8. Tidak Adanya Kesepakatan Suami dengan Para Saksi Untuk Menyembunyikan Pernikahan

Ini merupakan syarat juga menurut ulama Malikiah. Jika terjadi kesepakatan antara suami dan para saksi untuk menyembunyikan pernikahan dari khalayak manusia atau dari sebuah kelompok, maka pernikahan tersebut batal. Ini yang sebagaimana yang telah menjadi dengan nikah siri, yaitu suami berpesan kepada para saksi agar pernikahan tersebut menjadi rahasiadari istrinya, sebuah komunitas, keluarga atau istri sebelumnya. Itu jika penyembunyian tersebut khawatir dari orang zalim atau semisalnya.

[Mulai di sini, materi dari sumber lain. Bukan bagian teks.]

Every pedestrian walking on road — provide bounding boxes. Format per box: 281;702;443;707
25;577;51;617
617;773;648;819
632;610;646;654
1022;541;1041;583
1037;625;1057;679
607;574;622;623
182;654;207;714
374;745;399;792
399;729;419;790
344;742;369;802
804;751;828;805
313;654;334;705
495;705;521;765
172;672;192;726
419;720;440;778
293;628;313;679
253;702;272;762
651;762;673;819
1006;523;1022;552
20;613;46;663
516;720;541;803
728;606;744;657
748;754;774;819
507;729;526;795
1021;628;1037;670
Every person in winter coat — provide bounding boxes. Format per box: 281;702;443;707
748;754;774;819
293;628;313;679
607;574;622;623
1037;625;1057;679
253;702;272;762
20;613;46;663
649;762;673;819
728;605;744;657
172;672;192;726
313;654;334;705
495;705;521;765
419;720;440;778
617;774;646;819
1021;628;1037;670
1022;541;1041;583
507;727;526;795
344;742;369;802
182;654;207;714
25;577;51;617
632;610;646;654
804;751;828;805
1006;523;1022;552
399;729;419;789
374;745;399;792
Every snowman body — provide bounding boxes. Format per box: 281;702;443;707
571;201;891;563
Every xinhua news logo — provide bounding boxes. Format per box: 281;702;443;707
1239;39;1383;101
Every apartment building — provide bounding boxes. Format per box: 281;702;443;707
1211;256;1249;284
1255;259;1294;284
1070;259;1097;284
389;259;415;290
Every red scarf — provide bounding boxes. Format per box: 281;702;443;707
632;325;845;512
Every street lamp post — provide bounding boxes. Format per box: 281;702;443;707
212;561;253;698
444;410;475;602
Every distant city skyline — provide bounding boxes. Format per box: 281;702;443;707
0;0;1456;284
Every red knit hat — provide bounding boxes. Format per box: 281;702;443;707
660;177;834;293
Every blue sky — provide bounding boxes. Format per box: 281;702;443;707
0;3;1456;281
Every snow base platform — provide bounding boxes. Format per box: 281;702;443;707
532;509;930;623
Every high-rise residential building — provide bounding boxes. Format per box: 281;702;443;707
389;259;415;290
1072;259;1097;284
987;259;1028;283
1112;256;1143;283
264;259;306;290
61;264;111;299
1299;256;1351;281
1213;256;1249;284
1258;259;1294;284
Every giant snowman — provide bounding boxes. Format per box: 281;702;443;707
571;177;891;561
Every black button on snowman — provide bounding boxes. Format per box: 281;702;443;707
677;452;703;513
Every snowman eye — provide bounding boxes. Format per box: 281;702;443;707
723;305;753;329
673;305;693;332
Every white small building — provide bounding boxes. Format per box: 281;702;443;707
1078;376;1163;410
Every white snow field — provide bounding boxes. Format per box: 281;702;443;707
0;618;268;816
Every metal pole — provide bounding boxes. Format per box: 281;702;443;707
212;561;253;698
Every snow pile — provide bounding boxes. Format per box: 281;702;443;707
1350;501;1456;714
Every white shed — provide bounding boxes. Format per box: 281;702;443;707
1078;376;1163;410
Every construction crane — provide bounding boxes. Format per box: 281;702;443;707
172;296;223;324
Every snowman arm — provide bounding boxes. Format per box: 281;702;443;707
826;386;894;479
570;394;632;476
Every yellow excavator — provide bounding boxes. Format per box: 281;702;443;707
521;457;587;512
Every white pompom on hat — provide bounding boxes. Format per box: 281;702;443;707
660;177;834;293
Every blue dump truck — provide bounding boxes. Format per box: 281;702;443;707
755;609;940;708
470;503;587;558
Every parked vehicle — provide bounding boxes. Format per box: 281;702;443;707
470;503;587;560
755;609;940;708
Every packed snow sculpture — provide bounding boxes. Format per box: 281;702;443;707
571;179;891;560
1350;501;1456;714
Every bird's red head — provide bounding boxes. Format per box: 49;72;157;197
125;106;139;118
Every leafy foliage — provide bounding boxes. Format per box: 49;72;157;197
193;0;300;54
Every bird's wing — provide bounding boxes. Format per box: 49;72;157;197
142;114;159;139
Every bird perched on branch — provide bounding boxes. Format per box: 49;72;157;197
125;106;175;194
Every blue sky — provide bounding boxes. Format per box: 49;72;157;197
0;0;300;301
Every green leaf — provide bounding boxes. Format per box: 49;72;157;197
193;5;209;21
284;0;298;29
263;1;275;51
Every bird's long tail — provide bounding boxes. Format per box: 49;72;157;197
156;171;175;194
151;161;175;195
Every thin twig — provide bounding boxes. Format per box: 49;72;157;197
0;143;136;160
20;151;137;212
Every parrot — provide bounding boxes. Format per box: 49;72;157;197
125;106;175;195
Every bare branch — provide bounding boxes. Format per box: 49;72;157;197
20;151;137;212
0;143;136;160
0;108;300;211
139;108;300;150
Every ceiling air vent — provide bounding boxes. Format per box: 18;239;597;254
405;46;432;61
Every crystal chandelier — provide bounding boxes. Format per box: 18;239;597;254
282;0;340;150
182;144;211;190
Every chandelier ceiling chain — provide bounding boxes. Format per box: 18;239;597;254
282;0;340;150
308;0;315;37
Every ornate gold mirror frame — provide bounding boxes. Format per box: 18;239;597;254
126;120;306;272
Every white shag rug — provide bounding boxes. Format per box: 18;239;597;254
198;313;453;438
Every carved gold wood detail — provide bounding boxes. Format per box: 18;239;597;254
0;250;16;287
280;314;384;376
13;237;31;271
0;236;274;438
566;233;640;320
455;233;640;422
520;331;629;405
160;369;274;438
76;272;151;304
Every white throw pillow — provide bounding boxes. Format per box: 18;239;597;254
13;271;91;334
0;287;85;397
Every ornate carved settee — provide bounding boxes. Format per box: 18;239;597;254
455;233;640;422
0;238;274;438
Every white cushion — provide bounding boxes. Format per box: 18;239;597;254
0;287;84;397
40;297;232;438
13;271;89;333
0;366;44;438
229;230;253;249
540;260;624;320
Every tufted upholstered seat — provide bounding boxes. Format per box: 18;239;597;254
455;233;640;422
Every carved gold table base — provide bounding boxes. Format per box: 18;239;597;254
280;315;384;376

Hukumnya adalah wajib membatalkannya, kecuali jika telah terjadi persenggamaan.

Jika pesan menyembunyikan untuk para saksi tersebut berasal dari wali saja atau istri tanpa suami, atau suami-istri dan wali sepakat menyembunyikan tanpa pesan kepada para saksi, atau suami berpesan kepada wali dan istri atau salah satunya untuk menyembunyikan akad tersebut, hal itu tidak membahayakan dan membatalkan akad.

Jumhur ulama berkata, ini bukan merupakan syarat sahnya akad. Seandainya suami dan para saksi bersepakat untuk menyembunyikan pernikahan dari khalayak manusia atau sebagaian dari mereka, maka akad tidaklah rusak. Karena pengumuman pernikahan dapat terealisasi hanya dengan kehadiran dua saksi.